Maxell to offer 300GB holographic discs 'late 2006'

I love it when two warring giants both get trounced by an unseen upstart.

For years now, there has been a standards war going on regarding the successor to DVD. On the one hand, Blu-Ray, and on the other HD-DVD. Both products have been delayed, and there has been huge amounts of infighting and lack of cooperation between the camps.

But, while this fight has been going on, the next-generation (beyond HD-DVD and Blu-Ray) has been proceeding. The "Holographic Versatile Disc" (HVD) technology is nearing completion. Maxell is expecting to ship the first generation HVD drive by the end of next year.

The initial release from Maxell is expected to have a 300GB per-disc capacity with a data-transfer speed of 20MB/s. This is 3-times the capacity of a 4-layer Blu-Ray disc, 6.67 times the capacity of a 3-layer HD-DVD disc, and 33 times the capacity of a dual-layer DVD. The speed is as fast as an SATA interface (20MB/s is 160Mb/s) and as fast as all but the fastest tape storage devices.

Maxell believes the technology can eventually reach a capacity of 1.6TB per disc with a transfer speed of 120MB/s.

If this technology starts shipping before Blu-Ray and HD-DVD ship (which seems to be a distinct possibility), it could kill both of them off before they ever get started. Which would be poetic justice, given how much infighting and delaying has gone on so far.
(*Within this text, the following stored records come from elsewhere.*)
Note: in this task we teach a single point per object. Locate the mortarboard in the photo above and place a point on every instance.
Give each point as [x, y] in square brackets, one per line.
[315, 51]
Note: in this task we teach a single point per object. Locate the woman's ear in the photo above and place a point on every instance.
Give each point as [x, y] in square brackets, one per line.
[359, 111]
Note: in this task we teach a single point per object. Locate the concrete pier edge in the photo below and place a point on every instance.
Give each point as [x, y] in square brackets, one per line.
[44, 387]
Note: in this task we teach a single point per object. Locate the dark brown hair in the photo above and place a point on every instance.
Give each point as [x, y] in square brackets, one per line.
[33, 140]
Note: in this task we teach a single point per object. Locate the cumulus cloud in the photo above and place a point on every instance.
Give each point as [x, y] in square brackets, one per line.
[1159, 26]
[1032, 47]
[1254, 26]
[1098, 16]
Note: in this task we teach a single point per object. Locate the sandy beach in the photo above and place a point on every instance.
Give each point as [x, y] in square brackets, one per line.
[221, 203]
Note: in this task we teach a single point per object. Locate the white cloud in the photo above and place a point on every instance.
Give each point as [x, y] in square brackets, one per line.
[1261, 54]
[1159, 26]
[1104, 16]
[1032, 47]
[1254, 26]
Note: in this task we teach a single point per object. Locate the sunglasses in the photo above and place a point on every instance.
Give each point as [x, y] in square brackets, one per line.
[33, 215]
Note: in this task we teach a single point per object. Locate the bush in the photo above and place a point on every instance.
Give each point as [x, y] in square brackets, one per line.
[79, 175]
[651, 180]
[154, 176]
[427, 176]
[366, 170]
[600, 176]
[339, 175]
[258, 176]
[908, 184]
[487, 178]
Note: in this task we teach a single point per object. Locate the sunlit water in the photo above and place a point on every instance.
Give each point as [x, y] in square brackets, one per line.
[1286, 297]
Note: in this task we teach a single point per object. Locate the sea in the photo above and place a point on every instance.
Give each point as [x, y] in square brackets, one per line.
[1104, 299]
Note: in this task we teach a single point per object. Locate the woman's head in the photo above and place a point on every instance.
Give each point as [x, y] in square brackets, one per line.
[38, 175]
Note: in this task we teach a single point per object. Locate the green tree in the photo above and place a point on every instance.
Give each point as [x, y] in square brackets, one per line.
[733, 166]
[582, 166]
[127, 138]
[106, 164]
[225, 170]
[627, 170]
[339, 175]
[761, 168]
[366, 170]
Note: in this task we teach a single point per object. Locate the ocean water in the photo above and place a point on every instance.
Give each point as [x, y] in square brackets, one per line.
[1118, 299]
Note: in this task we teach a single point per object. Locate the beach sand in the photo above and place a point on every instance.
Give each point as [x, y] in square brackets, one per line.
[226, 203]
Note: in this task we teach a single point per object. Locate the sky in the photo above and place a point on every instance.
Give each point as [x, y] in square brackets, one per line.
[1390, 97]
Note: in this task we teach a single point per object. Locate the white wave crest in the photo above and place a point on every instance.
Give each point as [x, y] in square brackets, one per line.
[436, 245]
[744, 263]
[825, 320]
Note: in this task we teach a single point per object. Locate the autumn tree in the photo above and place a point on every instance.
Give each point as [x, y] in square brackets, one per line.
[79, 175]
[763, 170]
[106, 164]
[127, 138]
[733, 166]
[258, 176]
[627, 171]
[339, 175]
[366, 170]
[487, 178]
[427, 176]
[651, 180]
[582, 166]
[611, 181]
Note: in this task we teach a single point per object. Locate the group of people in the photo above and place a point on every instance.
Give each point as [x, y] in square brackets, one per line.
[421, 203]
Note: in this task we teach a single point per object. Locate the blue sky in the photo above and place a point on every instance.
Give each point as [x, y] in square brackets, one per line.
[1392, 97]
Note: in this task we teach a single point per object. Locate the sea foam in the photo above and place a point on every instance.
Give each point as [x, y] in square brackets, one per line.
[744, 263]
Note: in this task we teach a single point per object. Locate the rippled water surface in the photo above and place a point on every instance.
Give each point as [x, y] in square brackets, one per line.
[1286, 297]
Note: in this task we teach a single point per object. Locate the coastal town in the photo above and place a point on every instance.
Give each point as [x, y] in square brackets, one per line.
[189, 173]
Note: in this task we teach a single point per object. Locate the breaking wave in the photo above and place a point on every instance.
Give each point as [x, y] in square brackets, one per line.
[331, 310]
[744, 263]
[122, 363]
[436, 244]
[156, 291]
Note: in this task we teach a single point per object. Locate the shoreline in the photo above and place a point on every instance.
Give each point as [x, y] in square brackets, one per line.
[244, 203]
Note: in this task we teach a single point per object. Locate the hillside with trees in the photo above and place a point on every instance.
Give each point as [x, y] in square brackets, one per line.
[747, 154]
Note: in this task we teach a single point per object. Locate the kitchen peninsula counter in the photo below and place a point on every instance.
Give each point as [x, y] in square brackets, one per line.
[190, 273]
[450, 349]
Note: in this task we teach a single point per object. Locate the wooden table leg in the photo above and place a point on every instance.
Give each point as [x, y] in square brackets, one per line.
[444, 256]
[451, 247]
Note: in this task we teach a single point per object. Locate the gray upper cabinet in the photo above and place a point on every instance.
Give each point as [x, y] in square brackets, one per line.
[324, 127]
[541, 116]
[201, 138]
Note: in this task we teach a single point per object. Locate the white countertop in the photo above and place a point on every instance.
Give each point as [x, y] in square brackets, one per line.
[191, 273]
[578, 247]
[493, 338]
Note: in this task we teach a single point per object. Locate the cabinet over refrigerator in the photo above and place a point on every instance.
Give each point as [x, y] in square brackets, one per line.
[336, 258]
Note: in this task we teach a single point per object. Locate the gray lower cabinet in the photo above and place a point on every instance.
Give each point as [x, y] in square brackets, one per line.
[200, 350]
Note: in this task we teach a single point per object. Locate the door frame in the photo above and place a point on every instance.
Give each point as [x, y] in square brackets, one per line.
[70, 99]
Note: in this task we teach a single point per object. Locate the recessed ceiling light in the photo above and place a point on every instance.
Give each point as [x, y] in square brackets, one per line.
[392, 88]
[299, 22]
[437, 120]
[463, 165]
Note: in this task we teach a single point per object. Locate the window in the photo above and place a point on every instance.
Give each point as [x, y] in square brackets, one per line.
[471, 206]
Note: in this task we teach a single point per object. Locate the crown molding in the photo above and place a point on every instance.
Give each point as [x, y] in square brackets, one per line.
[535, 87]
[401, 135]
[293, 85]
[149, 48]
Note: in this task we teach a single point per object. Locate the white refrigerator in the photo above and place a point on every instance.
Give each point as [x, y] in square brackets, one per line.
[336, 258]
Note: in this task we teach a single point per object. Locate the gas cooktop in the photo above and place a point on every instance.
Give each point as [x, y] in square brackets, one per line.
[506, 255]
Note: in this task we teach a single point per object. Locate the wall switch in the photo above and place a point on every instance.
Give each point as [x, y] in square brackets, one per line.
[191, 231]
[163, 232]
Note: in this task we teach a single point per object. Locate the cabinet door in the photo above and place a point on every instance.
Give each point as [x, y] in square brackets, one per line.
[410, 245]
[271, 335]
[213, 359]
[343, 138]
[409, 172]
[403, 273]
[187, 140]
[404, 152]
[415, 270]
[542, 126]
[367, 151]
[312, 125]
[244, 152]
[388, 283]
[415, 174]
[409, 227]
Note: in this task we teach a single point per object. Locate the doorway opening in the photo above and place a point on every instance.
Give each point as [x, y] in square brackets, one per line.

In addition to its use for HD TV video distribution, the HVD technology has the potential to become the dominant standard for backup devices. If the 300G drive can ship for under $1000, with media for under $100, it will rival all but the largest tape storage systems. If the 1.6TB drive can ship for prices in the same range (say, under $2000 for the drive and under $150 for media) it can rival all other backup devices currently manufactured.

Similarly, if the price can drop even lower (say, under $300 for the drive and under $20 for media), it can effectively displace all other optical drive technology.